Tea Banh makes public declaration after opposition leader Sam Rainsy voiced support for the minister’s son
Cambodia’s Defence Minister Tea Banh gives a thumbs up from inside a Russian Mil Mi-171A2 helicopter during an airshow at a military airbase in Phnom Penh on Nov. 20, 2018. (Photo: AFP)
Cambodian Defense Minister Tea Banh has publicly backed the eldest son of Prime Minister Hun Sen as a candidate for nation’s top job and accused exiled opposition leader Sam Rainsy of attempting to split the ruling party.
The support was announced after reports of internal disputes within the ranks of the ruling Cambodian People’s Party (CPP) as the Southeast Asian nation gears up for polls which may see Hun Sen, one of the longest-serving leaders in the world, being replaced by Hun Manet as prime minister.
Rainsy, the leader-in-exile of the outlawed Cambodia National Rescue Party (CNRP), had criticized the dynastic transition, saying in a Facebook post that he supported Gen. Banh’s son, Tea Seiha, who is now acting as governor of Siem Reap province, as future prime minister.
“I strongly oppose the Facebook page of Sam Rainsy dated March 10, which contained provocative content. My family and I remain fully supportive of Lieutenant General Hun Manet as the future prime minister,” Banh said in a dispatch carried by pro-government media.

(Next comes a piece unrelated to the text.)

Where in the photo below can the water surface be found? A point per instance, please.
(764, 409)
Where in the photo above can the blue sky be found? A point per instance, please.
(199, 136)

“Rainsy’s comments are an attempt to split the CPP. We must prevent society from falling into instability, insecurity, national division and war again,” he said.
Tea Seiha also distanced himself from Rainsy’s comments, saying that as part of the younger generation of the CPP and as part of Gen. Banh’s family he strongly condemned Sam Rainsy for inciting, smearing and insulting his family, according to a dispatch from the Khmer Times.
“From a young age until now, my father has always told me that in Cambodia, only Prime Minister Hun Sen can lead the country well,” he said.
“My father also educated all of us in the ‘Tea’ family that no matter what the circumstances, we must remain loyal to Prime Minister Hun Sen.”
Cambodia goes to the polls in July in an election that only the CPP can win following the dissolution of the CNRP in late 2017, which enabled the ruling party to corner every seat in the 2018 general election.
On March 3, former CNRP president Kem Sokha was sentenced to 27 years under house detention and banned from politics for life after he was convicted of conspiring with the United States to oust Hun Sen from power.
The verdict was widely condemned as a plot designed to thwart any opposition at the election, which was defended by Cambodia’s Permanent Mission to the United Nations Office in Geneva.
In Dara, the ambassador and permanent representative to the UN, accused the world body’s human rights experts of “totally intending to mislead the public as to the nature of the conviction.”
Human rights experts from the UN have stated that Sokha’s trial was “fraught with irregularities, and failed to meet the standards of either Cambodian or international human rights law.”